Dabei zeigt sich Urban Gardening in vielen Facetten, die von altbekannten Schrebergärten, Reihenhaus- und Hinterhof-Gemüsebeeten über alternative, kommunenartige bio-Gartengemeinschaften, bis hin zu trendigen Balkongärten  reichen.

Die Vermarktung des Begriffes Urban Gardening bildet mittlerweile die Grundlage findiger Unternehmen, die sich diesem Trend verschrieben haben und rastlosen Städtern die Anzucht ihres eigenen Gemüses nahe bringen wollen. Gärtnern kann jeder – Ob auf dem Balkon oder direkt am Fenster. Die Kampagnen derartiger Unternehmen klingen vielversprechend, denn ein Garten ist gar nicht nötig, um von jetzt auf gleich erste Erfahrungen als Gemüseselbstversorger zu sammeln. Dazu bietet der Markt mittlerweile eine breite Palette an spezialisierten Produkten an, die auch dem gartenfremdesten Bürostuhlakrobaten das Glücksgefühl einer eigenen Ernte vermitteln sollen.

Die Sinnhaftigkeit manch eines Produktes sei dahingestellt und zeugt lediglich vom Geschäftsgeist der Initiatoren. Ob Gemüseanzuchtsets mit einer handvoll Samen und einem Tütchen Erde (wohlgemerkt ohne Topf!) für 15Eur, die innovative, gepresste Blumenerde für 8Eur pro halbes Kilo (nein, Kokosquellsubstrat ist keine neue Erfindung.) oder aber der selbstklebende Designerblumentopf aus ach so nachhaltigem Kunststoff. Mit alternativen Trends lässt sich scheinbar gutes Geld verdienen. Doch welche Zielgruppe sprechen diese Produkte an?

Fix-und-fertig Produkte, die extra für den Markt der urbanen Gärtner zugeschnitten sind, wirken per se wie eine große Heuchelei. So ist doch der Improvisationsgeist einer der wichtigen Leitgedanken beim Urban Gardening. Was hier naheliegt, klingt ironisch: wer solche Produkte kauft, will alternative Wege beschreiten, ohne selbst Alternativen zu finden. Wozu auch, wenn der Markt für jeden Anlass die passenden Produkte liefert und Eigenrecherchen gar nicht mehr nötig sind?

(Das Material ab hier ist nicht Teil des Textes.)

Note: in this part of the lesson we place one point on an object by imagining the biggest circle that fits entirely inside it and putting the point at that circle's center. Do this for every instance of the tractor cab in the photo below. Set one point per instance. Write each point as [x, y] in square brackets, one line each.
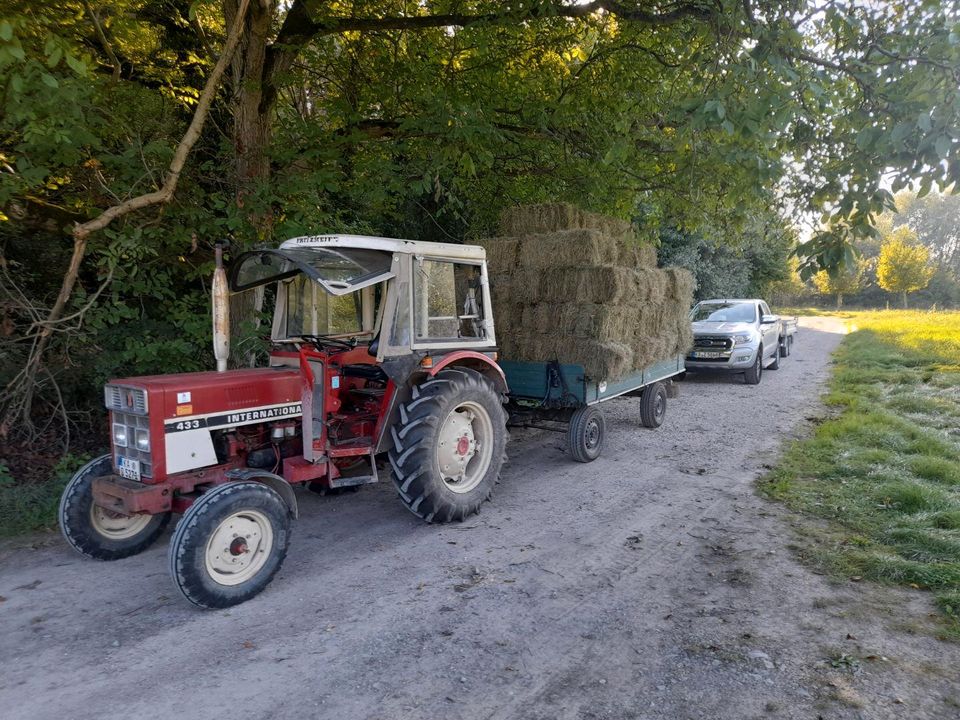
[359, 316]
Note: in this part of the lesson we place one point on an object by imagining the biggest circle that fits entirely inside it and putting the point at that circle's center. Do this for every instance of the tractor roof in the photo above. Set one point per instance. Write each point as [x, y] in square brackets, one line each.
[394, 245]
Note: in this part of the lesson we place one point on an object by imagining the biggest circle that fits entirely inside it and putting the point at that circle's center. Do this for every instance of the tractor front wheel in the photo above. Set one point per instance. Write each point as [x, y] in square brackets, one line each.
[230, 544]
[449, 445]
[99, 533]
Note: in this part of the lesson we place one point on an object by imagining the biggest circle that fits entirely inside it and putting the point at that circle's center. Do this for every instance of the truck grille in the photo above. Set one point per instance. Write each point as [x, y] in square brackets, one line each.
[712, 342]
[133, 423]
[125, 399]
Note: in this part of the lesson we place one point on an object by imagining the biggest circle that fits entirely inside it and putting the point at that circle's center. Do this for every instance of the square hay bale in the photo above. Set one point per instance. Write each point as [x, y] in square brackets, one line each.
[551, 217]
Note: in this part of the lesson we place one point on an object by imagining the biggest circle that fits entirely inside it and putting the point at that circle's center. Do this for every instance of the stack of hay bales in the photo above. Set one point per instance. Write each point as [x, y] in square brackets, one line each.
[580, 288]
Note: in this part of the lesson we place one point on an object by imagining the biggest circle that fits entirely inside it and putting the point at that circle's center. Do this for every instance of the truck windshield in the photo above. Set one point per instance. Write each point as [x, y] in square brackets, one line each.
[339, 270]
[724, 312]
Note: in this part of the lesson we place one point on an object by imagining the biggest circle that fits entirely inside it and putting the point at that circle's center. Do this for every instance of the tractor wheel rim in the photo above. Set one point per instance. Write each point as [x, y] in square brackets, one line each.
[117, 526]
[239, 548]
[591, 434]
[465, 447]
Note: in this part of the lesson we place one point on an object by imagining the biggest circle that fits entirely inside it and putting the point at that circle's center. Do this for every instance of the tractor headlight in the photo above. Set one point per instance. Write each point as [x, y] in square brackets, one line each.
[119, 435]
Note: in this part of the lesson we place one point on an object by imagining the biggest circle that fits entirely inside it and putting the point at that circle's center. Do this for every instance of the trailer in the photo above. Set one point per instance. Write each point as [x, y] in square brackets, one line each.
[560, 397]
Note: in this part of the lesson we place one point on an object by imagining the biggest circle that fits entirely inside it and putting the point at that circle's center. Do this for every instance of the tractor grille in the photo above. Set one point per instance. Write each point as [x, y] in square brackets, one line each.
[712, 342]
[125, 399]
[133, 423]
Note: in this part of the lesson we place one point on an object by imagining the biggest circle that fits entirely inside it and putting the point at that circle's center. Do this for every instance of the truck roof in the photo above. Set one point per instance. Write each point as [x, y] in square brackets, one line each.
[396, 245]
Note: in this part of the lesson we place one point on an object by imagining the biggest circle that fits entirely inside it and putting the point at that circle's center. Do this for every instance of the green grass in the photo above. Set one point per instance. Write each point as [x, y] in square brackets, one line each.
[26, 507]
[884, 467]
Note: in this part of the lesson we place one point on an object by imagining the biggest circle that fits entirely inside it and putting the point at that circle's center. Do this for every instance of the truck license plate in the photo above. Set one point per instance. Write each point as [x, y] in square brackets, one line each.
[129, 468]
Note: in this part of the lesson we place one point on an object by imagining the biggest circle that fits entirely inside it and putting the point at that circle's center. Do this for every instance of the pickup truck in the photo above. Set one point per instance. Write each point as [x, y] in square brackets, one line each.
[739, 336]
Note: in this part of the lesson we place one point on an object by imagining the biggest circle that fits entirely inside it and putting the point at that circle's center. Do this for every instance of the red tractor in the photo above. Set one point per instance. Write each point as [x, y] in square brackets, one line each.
[378, 346]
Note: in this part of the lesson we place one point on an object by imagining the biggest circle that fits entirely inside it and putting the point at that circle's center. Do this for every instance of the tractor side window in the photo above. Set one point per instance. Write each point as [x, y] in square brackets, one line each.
[448, 300]
[312, 310]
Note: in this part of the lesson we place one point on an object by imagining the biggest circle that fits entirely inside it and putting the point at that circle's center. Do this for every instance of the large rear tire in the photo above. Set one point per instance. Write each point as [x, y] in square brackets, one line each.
[230, 544]
[586, 433]
[653, 405]
[449, 445]
[99, 533]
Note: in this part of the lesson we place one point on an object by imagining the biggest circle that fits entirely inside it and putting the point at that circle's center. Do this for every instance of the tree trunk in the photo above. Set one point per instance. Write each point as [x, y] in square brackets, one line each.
[252, 121]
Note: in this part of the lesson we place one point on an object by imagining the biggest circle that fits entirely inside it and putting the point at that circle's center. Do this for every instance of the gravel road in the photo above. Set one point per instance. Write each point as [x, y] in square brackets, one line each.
[652, 583]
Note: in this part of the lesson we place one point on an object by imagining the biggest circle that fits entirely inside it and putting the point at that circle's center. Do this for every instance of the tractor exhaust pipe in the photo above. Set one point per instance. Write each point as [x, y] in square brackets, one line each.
[221, 312]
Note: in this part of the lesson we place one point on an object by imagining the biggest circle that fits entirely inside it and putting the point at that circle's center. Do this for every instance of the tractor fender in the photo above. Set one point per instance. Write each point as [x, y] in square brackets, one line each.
[283, 488]
[481, 362]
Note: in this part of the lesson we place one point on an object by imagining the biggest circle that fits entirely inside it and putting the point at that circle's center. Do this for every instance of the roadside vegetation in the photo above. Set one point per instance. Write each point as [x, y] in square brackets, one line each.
[884, 467]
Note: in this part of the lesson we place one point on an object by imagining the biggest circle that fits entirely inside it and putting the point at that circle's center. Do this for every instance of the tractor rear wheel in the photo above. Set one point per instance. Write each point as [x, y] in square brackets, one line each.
[99, 533]
[653, 405]
[449, 445]
[230, 544]
[585, 434]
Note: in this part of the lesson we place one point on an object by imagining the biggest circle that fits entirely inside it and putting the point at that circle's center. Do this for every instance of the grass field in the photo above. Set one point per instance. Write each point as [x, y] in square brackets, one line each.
[884, 467]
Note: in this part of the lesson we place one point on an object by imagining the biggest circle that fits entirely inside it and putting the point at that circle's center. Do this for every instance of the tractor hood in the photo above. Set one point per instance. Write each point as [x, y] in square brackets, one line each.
[208, 395]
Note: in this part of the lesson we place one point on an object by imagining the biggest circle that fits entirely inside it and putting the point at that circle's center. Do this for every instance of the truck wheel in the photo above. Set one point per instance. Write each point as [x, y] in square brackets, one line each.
[449, 445]
[585, 434]
[99, 533]
[653, 405]
[777, 355]
[230, 544]
[753, 375]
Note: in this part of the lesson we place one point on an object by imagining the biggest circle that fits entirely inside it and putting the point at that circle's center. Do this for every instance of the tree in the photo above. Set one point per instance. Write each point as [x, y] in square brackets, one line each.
[904, 265]
[843, 281]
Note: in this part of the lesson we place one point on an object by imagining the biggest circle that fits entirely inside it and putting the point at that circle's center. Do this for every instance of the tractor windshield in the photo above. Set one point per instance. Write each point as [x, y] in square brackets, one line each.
[339, 270]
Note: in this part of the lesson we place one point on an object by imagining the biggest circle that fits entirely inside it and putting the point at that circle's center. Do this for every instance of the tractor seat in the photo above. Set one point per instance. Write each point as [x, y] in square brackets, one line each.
[367, 372]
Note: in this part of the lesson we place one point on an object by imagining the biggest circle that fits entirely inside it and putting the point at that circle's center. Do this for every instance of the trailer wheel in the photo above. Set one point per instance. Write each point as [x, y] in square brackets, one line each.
[755, 371]
[99, 533]
[586, 433]
[449, 445]
[230, 544]
[653, 405]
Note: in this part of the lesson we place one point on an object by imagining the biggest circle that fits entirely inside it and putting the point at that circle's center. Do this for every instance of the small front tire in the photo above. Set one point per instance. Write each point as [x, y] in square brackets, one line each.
[99, 533]
[586, 433]
[230, 544]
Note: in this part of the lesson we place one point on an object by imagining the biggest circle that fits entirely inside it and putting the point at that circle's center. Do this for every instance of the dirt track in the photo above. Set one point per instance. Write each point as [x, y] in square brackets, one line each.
[652, 583]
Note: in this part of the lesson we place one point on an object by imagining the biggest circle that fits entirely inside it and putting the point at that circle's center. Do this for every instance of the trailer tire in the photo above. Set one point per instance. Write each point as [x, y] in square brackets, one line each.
[98, 533]
[437, 480]
[208, 552]
[586, 433]
[653, 405]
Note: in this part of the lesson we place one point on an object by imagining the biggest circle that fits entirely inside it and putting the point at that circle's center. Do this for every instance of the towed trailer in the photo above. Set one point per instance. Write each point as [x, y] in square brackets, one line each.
[562, 398]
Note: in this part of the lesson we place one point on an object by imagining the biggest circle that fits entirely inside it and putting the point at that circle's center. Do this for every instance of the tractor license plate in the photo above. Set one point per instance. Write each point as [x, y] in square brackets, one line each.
[129, 468]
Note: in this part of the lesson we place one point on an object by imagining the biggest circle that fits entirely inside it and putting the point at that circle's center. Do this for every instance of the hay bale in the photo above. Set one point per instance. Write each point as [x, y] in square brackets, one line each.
[551, 217]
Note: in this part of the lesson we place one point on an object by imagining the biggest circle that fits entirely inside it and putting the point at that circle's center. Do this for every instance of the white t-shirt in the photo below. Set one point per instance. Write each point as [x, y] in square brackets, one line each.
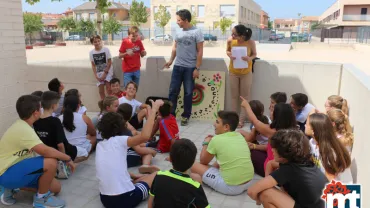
[134, 103]
[344, 177]
[100, 58]
[111, 166]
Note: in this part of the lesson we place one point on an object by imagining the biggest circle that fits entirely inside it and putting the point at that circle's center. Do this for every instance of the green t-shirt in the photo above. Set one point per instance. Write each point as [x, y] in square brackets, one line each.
[233, 156]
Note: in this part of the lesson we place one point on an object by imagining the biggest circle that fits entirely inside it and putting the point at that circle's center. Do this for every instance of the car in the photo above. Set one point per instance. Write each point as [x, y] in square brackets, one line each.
[74, 37]
[210, 37]
[273, 37]
[281, 36]
[160, 38]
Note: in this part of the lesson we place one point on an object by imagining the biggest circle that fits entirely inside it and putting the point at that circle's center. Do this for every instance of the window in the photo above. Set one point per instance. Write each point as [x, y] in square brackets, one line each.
[201, 10]
[227, 10]
[363, 11]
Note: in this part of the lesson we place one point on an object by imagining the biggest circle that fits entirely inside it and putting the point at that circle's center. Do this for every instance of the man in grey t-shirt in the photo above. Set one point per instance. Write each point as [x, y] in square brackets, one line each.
[188, 51]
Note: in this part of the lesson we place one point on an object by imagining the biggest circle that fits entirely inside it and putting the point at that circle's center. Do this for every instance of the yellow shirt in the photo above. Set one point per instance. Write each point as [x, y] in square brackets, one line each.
[16, 143]
[234, 43]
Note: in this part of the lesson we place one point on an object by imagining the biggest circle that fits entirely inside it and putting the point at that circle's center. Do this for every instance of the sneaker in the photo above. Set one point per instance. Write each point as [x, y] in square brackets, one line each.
[6, 196]
[62, 172]
[184, 121]
[48, 201]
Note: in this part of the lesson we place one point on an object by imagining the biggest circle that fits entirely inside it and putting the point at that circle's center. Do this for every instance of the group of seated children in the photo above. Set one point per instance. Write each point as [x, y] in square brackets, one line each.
[296, 147]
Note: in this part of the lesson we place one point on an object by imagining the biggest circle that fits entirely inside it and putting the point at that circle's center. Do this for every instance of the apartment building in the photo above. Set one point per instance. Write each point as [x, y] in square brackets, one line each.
[347, 13]
[209, 12]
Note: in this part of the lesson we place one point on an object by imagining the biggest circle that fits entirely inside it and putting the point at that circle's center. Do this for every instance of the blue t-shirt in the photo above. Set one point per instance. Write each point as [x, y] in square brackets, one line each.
[186, 46]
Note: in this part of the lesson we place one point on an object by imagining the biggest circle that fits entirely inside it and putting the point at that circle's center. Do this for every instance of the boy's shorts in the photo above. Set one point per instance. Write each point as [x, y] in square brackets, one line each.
[129, 199]
[134, 121]
[24, 174]
[213, 179]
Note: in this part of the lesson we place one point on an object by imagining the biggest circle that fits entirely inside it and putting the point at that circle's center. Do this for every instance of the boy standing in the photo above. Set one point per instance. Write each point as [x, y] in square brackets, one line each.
[57, 86]
[131, 50]
[115, 86]
[233, 173]
[101, 62]
[18, 167]
[175, 188]
[168, 129]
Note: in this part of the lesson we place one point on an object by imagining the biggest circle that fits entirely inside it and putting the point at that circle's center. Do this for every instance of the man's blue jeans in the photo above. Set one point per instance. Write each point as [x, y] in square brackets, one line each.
[131, 76]
[182, 75]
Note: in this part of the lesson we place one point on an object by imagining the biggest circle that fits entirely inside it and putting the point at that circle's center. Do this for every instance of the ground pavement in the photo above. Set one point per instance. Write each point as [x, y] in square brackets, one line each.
[81, 189]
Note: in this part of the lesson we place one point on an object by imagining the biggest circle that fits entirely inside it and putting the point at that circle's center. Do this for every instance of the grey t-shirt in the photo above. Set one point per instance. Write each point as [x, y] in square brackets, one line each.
[186, 49]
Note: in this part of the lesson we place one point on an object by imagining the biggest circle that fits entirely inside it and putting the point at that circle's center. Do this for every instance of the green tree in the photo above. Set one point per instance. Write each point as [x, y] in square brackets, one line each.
[86, 26]
[224, 24]
[67, 24]
[162, 17]
[110, 27]
[270, 23]
[32, 23]
[194, 20]
[101, 6]
[138, 13]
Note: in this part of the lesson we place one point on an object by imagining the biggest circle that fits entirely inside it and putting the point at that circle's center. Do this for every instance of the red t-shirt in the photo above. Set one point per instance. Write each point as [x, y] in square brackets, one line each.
[168, 130]
[131, 63]
[119, 94]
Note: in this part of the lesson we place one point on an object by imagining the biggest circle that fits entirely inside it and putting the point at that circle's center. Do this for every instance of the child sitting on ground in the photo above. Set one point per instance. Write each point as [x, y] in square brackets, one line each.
[78, 128]
[136, 118]
[115, 86]
[50, 131]
[116, 188]
[175, 188]
[75, 92]
[302, 181]
[58, 87]
[256, 141]
[18, 166]
[168, 129]
[137, 155]
[101, 63]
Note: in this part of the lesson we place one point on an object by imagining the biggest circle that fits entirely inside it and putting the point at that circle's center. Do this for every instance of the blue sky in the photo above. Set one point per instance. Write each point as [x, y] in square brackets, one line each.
[278, 9]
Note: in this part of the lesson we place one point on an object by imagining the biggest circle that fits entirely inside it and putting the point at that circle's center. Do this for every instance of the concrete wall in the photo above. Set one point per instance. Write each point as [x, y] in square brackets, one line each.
[355, 87]
[13, 60]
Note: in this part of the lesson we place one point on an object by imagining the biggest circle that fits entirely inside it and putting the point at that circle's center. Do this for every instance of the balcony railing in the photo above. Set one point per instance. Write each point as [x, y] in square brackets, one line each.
[356, 18]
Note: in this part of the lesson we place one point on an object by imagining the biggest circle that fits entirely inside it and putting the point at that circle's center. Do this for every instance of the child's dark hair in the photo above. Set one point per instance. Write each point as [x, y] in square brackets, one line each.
[258, 109]
[334, 156]
[133, 83]
[279, 97]
[114, 81]
[166, 108]
[54, 85]
[125, 110]
[49, 98]
[283, 117]
[26, 105]
[110, 125]
[184, 14]
[300, 99]
[292, 145]
[92, 38]
[37, 93]
[230, 118]
[182, 154]
[243, 31]
[70, 106]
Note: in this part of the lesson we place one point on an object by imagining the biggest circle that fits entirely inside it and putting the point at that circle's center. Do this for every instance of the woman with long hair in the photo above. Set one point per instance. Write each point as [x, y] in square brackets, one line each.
[240, 79]
[329, 153]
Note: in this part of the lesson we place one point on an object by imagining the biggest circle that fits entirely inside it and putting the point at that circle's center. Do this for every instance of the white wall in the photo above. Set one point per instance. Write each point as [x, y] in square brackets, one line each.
[13, 60]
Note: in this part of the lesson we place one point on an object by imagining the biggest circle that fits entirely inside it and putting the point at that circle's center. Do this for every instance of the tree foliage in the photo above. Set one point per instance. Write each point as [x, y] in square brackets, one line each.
[162, 17]
[224, 24]
[138, 13]
[67, 24]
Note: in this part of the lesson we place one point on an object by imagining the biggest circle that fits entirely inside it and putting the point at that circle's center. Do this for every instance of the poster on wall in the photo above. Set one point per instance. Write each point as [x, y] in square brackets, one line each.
[208, 96]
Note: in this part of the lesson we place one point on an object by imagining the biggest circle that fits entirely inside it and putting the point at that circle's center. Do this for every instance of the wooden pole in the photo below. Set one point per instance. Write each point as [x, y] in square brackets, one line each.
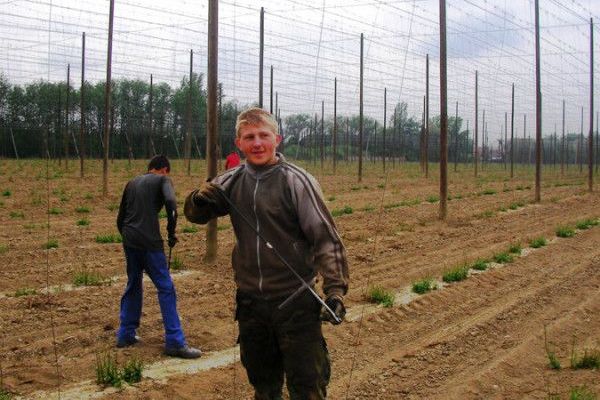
[538, 108]
[82, 109]
[591, 133]
[261, 56]
[107, 100]
[443, 116]
[360, 117]
[212, 121]
[334, 124]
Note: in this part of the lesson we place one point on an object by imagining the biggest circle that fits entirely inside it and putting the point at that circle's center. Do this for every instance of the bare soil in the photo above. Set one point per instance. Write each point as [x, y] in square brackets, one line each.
[482, 338]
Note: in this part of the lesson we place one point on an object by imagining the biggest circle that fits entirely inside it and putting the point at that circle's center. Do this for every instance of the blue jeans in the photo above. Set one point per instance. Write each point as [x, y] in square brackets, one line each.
[155, 265]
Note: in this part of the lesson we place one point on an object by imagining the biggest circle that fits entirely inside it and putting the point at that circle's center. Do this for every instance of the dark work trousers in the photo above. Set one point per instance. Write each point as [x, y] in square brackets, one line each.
[289, 342]
[155, 265]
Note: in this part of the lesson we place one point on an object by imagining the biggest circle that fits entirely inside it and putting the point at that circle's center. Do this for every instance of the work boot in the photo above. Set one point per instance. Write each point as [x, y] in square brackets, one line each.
[183, 352]
[127, 342]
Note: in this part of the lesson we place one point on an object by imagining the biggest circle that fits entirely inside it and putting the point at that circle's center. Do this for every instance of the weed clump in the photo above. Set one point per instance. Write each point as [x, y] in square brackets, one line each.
[565, 231]
[538, 242]
[379, 295]
[342, 211]
[423, 286]
[87, 278]
[503, 258]
[190, 229]
[456, 274]
[480, 264]
[586, 224]
[50, 244]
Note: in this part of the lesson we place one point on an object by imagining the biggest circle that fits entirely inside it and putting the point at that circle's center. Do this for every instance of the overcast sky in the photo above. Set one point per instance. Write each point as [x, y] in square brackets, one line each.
[310, 45]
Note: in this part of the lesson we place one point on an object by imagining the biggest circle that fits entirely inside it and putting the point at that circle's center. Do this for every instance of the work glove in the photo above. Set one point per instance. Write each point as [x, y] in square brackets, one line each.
[172, 241]
[209, 193]
[337, 306]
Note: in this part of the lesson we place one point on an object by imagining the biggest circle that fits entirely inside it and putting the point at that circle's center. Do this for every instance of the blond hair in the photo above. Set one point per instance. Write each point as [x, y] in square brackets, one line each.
[255, 116]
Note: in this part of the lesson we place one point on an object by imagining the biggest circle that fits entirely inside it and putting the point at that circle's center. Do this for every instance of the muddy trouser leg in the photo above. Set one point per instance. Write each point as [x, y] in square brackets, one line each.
[305, 356]
[259, 350]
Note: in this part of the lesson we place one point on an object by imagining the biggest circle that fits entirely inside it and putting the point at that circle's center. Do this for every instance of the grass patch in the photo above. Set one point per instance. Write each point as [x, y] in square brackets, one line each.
[432, 199]
[177, 264]
[515, 248]
[423, 286]
[341, 211]
[107, 371]
[503, 258]
[456, 274]
[25, 292]
[538, 242]
[379, 295]
[87, 278]
[83, 222]
[190, 229]
[565, 231]
[50, 244]
[586, 224]
[110, 238]
[480, 264]
[132, 371]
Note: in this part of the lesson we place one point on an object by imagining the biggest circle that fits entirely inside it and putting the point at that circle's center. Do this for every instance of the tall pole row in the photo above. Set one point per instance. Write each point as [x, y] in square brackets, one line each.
[443, 116]
[538, 107]
[107, 100]
[212, 121]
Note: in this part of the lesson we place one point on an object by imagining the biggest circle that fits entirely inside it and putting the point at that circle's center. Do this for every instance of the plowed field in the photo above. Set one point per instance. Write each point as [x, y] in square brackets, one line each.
[481, 338]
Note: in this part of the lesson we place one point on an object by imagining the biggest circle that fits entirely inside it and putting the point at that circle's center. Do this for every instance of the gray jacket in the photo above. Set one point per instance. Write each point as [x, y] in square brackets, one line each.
[286, 205]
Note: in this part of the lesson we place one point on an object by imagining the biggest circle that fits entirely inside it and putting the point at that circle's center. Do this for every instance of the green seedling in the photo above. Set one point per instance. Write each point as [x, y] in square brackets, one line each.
[515, 248]
[538, 242]
[503, 258]
[132, 371]
[50, 244]
[480, 264]
[379, 295]
[177, 264]
[190, 229]
[456, 274]
[107, 371]
[423, 286]
[83, 222]
[565, 231]
[110, 238]
[25, 292]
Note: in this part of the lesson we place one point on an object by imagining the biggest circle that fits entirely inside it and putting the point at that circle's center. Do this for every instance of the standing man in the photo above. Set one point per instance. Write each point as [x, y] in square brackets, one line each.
[284, 204]
[143, 198]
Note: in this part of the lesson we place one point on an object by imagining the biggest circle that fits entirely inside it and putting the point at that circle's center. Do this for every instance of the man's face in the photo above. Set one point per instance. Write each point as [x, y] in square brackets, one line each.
[258, 143]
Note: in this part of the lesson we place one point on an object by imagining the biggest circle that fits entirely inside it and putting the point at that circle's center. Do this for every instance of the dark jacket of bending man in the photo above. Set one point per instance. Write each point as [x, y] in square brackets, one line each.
[143, 198]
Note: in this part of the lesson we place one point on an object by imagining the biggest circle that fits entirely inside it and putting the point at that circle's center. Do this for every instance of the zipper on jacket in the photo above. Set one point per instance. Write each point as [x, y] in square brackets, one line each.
[257, 237]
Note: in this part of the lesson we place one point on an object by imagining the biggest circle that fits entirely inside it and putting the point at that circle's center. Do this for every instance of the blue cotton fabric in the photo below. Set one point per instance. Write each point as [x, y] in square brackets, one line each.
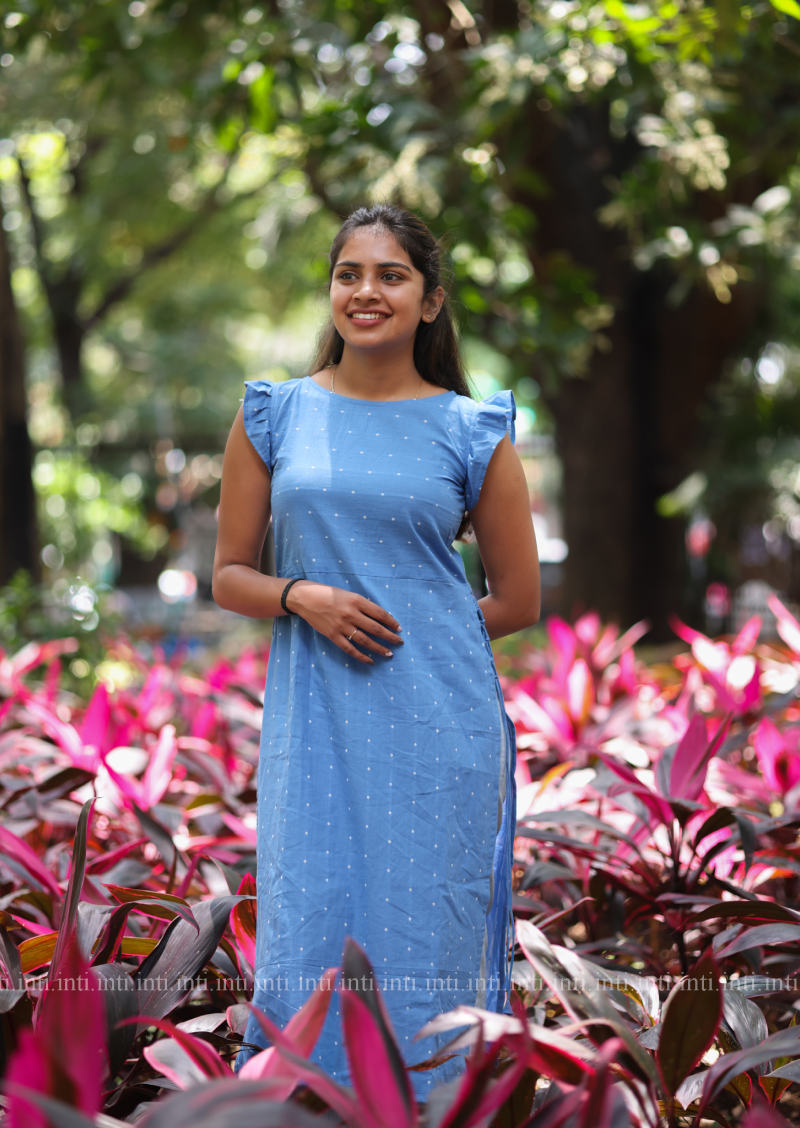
[386, 793]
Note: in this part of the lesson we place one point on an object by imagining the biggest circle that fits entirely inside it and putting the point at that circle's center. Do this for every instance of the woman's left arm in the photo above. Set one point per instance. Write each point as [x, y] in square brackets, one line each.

Doch sind eben solche überkommerzialisierten Produkte alles andere als alternativlos, wenn nicht sogar überflüssig und vollends deplatziert. Gemüsesaatgut – auch Biosaatgut – bekommt man in vielen Supermärkten, im Gartencenter sowieso. Wer auf Nummer sicher gehen will und besonderen Wert auf alten Sorten legt, besucht Samenbörsen, die mittlerweile großen Anklang finden. Gleiches gilt beim Substrat: wer keinen Zugriff zu Garten und Kompost hat, greift zu Blumenerde oder Kokosquellsubstrat. Der Preis hierbei liegt auch in relativ teuren Gartencentern weit unter dem Preis von speziellen Urban Gardening Labels. Zuletzt noch die Frage nach den Gefäßen: ist es denn wirklich nötig, dass Urban Gardening Labels Designerkunststofftöpfe vertreiben und den Markt mit noch mehr Kunststoffabfällen übersäen?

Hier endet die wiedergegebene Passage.